Editor’s Note: Congress extended the treatment of qualified principal residence indebtedness, discussed below, through the 2025 tax year. Congress has not yet extended this treatment for tax years beyond 2025.If a creditor of a taxpayer discharges all or part of a debt for no consideration, the amount of debt discharged is potentially taxable to the taxpayer.2 However, such debt discharge is excluded from gross income; and, thus not taxable, if the discharge: (1) occurs in a bankruptcy; (2) occurs when the taxpayer is insolvent and the discharge does not render the taxpayer solvent; (3) the indebtedness discharged is “qualified farm indebtedness;”3 (4) in the case of a taxpayer other than a C corporation, the indebtedness discharged is “qualified real property business indebtedness;” or (5) the indebtedness discharged is “qualified principal residence indebtedness” (see “Mortgage Forgiveness Debt Relief Act of 2007,” below) that is discharged before January 1, 2026 (but see editor’s note, above).4
Importantly, as stated above, “discharge of debt income” is triggered when a debt is forgiven for no consideration. Therefore, if any consideration is involved, it would not be considered discharge of indebtedness income. Significantly, under those circumstances, the so-called discharge is completely taxable as none of the above exclusions would apply.

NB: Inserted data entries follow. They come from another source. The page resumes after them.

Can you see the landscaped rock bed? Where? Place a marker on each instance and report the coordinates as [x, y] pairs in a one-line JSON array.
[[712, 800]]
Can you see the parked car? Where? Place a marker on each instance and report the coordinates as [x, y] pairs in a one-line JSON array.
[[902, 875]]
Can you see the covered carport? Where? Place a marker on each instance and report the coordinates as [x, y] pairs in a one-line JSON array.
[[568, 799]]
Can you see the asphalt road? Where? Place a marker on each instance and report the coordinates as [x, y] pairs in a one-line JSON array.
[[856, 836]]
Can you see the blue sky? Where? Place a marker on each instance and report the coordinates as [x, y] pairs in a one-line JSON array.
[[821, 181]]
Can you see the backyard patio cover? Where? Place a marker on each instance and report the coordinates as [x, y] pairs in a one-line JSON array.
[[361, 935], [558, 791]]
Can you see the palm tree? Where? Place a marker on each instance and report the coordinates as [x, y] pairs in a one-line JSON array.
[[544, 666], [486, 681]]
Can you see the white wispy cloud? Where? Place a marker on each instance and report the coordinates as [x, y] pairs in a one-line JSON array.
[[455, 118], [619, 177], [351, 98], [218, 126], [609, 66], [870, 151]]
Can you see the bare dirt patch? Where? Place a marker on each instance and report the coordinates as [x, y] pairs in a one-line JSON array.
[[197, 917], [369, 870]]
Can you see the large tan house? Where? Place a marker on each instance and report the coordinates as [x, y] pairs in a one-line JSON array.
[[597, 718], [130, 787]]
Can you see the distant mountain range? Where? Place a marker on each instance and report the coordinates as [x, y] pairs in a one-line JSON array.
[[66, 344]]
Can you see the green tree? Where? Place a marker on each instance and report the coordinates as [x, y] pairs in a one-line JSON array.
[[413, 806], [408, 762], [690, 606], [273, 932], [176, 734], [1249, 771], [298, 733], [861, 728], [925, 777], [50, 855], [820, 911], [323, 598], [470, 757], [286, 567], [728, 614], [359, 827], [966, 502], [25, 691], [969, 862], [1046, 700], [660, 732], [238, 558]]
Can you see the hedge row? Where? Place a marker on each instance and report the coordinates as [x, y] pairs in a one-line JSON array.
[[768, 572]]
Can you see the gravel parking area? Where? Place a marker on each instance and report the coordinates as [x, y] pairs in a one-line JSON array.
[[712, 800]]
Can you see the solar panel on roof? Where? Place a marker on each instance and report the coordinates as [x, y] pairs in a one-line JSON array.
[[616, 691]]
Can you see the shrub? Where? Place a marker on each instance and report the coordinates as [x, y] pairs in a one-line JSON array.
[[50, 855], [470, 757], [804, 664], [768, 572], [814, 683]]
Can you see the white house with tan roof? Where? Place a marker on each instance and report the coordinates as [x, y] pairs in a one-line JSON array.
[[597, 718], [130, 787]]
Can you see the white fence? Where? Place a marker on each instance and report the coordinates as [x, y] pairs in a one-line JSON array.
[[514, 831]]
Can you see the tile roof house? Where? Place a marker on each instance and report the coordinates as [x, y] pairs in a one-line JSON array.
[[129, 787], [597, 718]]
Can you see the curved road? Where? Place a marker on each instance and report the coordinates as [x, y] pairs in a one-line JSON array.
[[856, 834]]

Example: Asher borrows $10,000 from his employer. Instead of repaying the loan, his employer forgives the debt after Asher works 200 hours of overtime. In other words, it is as if the employer paid Asher $10,000 for his services; which, Asher, in turn used to repay the loan. Thus, the discharge of the loan is essentially compensation for services, or taxable wage income (not discharge of debt income).